China has a similar problem. A
revaluation of the renminbi would hurt exporters often state owned and their
employees. Their costs would go up and their revenues would go down. A Chinese
exporter must pay for labor, utilities, rent, and any local inputs in renminbi.
Most of Chinese exports are valued in dollars. So the value of anything that
the exporter sells would go down relative to his costs. Another group that
would lose from revaluation would be any company that has stockpiled goods or
commodities priced in dollars. For example, Chinese state owned companies at
various times have stockpiled both copper and oil. If the renminbi were
revalued, the value of their stockpile would immediately decline.

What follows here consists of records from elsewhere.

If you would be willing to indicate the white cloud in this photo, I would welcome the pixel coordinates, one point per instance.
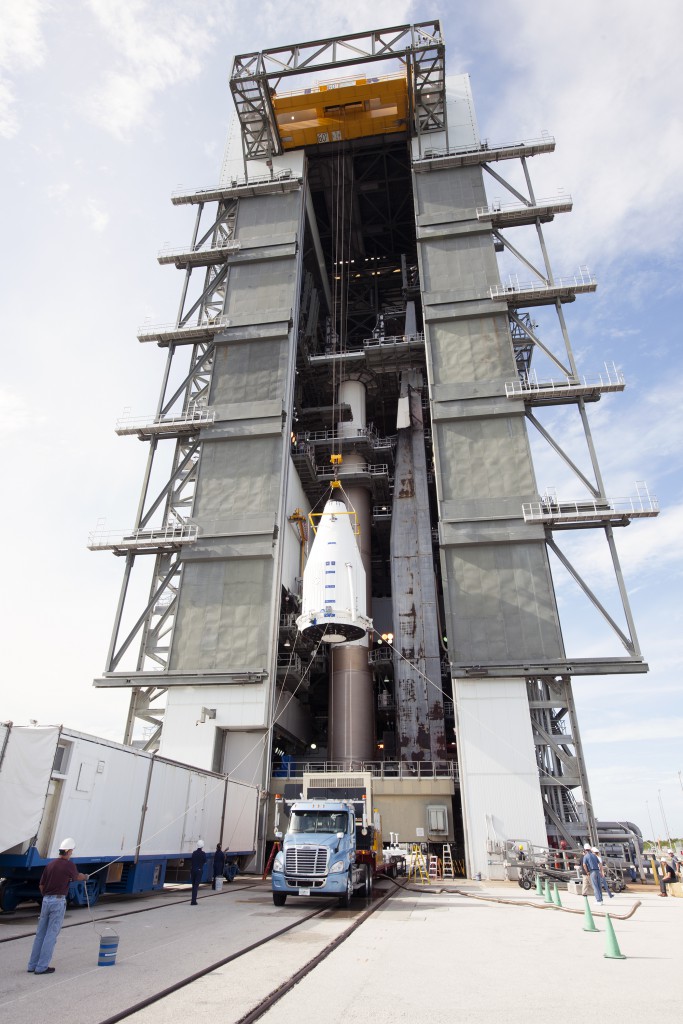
(643, 729)
(607, 91)
(14, 412)
(58, 190)
(158, 46)
(96, 217)
(22, 49)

In contrast, the winners in the Chinese
economy would be just about anyone else. In a global economy, much of what we
have or use comes from international trade. So although China is a huge
exporter, it is also a huge importer. For example, all of the imported food,
high tech products, oil and many natural resources that China uses would
immediately decrease in value.
The Chinese have stated that a cheap
renminbi has allowed western countries to have low inflation, low living
cost, and a higher standard of living. But as Professor Michael Pettis of
Peking University points, out a cheap renminbi “implicitly taxed Chinese
household consumption to subsidize Chinese manufacturing and employment growth,
it also implicitly taxed US manufacturers in order to subsidize US consumers. American
consumers got cheaper (foreign) goods, American manufacturers had to compete
against lower (foreign) prices.”
Professor Pettis goes on to state that the main effect of
a revaluation would be a shift of wealth from the Chinese government, the manufacturing
sectors, infrastructure investment, and real estate developers to Chinese
households. Exactly!!
The people with the power in China have done very well
with the present set of rules and that is a large problem. They see no reason
to change and so won’t. So don’t expect a major revaluation of the renminbi any
time soon.
The recession has caused major disruptions in the
economic fabric of world trade. The genius of market economies is that they can
adapt to almost any change provided the rules can change too. The renminbi is a
problem, but the policy and the inability to change it represents is a greater
problem for both China and the world.